Conventional wisdom says the recession has dealt globalization a setback. In fact, the recession seems to be accelerating its pace
When economic historians analyze the Great Recession that began in December 2007, they are likely to discover that the pace of globalization accelerated during the slowdown.
The recession has thrown virtually everything up for grabs: entire companies, divisions, specific assets, markets, market share. And companies from all corners of the globe fortunate enough to have the wherewithal have been expanding, launching new products, purchasing assets.
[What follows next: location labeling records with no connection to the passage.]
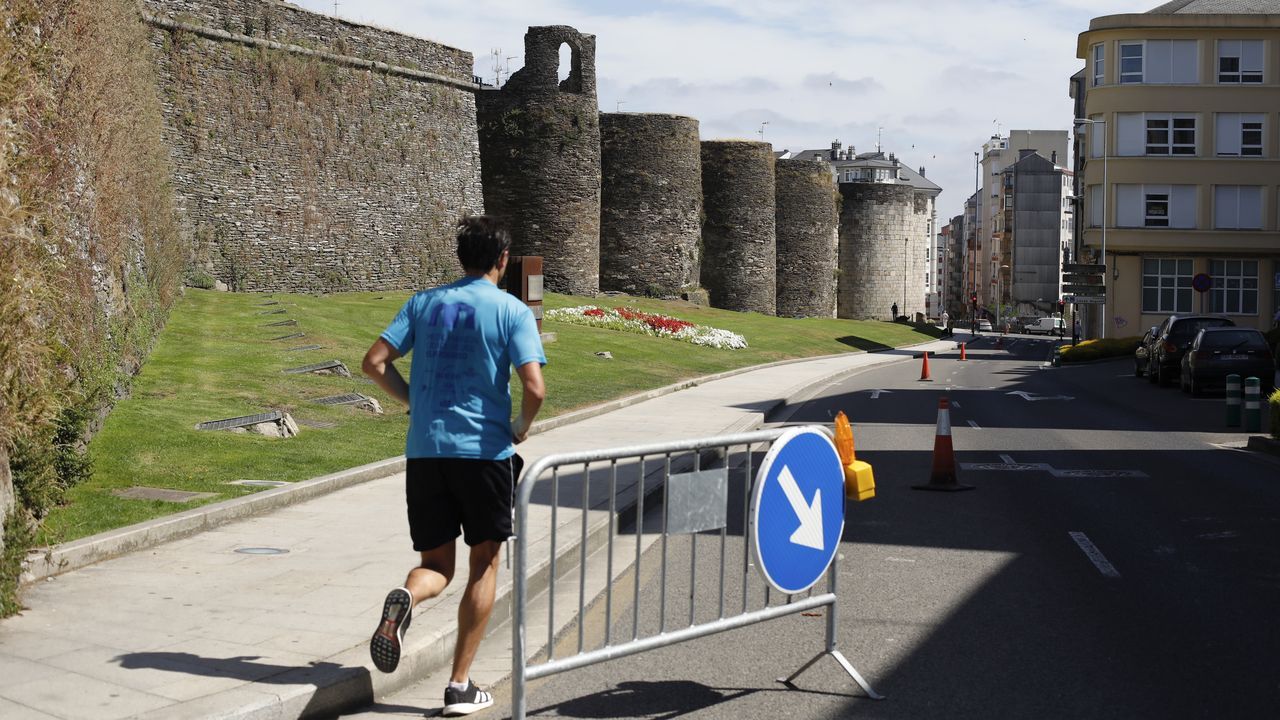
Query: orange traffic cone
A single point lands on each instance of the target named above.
(924, 368)
(944, 477)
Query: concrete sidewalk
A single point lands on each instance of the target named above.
(196, 628)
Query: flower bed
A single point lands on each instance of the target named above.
(631, 320)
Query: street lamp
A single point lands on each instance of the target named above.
(1105, 194)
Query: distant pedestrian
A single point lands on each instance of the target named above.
(462, 468)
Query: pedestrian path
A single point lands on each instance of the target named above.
(269, 616)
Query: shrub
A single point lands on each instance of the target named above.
(1100, 349)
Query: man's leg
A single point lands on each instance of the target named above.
(475, 607)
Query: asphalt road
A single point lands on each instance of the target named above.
(1116, 559)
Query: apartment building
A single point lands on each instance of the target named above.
(1178, 117)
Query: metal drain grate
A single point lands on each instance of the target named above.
(242, 422)
(350, 399)
(312, 368)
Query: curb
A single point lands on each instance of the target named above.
(73, 555)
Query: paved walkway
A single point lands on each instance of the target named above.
(192, 628)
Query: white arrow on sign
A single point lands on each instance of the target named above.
(809, 533)
(1031, 397)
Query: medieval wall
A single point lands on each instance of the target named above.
(880, 264)
(805, 238)
(739, 265)
(314, 154)
(540, 153)
(650, 203)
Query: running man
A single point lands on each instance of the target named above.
(462, 468)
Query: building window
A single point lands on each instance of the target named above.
(1170, 135)
(1166, 285)
(1238, 208)
(1130, 62)
(1239, 135)
(1235, 287)
(1239, 60)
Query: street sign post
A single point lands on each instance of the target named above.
(798, 510)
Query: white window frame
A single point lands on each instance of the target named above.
(1235, 288)
(1238, 206)
(1248, 65)
(1232, 135)
(1169, 281)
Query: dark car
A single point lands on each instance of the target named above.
(1173, 337)
(1217, 352)
(1143, 352)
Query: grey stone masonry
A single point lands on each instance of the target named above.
(882, 251)
(739, 265)
(652, 203)
(298, 165)
(540, 158)
(805, 238)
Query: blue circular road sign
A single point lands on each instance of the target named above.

Other companies have been making strategic changes to position themselves to increase their global footprints.
Rather than setting it back, the Great Recession is pushing globalization forward—encouraging and in some cases forcing companies to make decisions and take actions that may have been delayed in more normal times.
Consider Procter & Gamble (PG), whose household brands include Tide detergent, Gillette shavers, and Pampers diapers. This summer, Procter & Gamble installed a new CEO, Bob McDonald, who's looking to double the company's annual sales over the next 15 years. McDonald plans to accomplish this ambitious goal mostly by increasing sales in Africa, Asia, and Latin America.
Going After Emerging Markets
"There's no question that the basic demographics are going to take the center of gravity of our business to Asia, to Africa—where the people are, where the babies are being born," the Associated Press quoted McDonald as saying.
Royal Philips Electronics, the Dutch company, has also made a "strategic decision to scale up" its presence in emerging markets, especially its health-care business in India. Ditto Panasonic, which plans to cut back on many product features, according to company officials, so it can significantly reduce prices for low-end consumers.
PepsiCo (PEP) has announced plans to invest $1 billion over four years in China to build six new plants (one of which already has opened), to expand its sales and distribution network, and to develop more products tailored to local tastes.
Microsoft (MSFT), meanwhile, is looking to increase its presence in India, launching several new products designed explicitly for that market, including "language interface packs in 12 Indian languages." LG Electronics has similarly moved more aggressively into India, telling reporters earlier this year that it expects to increase sales there some 15% this year—despite the economic slowdown.
For other companies, expansion is coming through acquisition. Far Eastern International Bank, for example, recently agreed to purchase American International Group's (AIG) Taiwan credit-card business. China Petroleum & Chemical, or Sinopec, recently agreed to buy the Swiss energy exploration company Addax Petroleum, giving Sinopec access to oil reserves in Africa and the Kurdish region of Iraq. Tata Consultancy Services recently acquired Citibank's (C) business-processing outsourcing unit in India. And Finland's Ruukki Group has announced plans to purchase the Australian platinum mining company Sylvania Resources.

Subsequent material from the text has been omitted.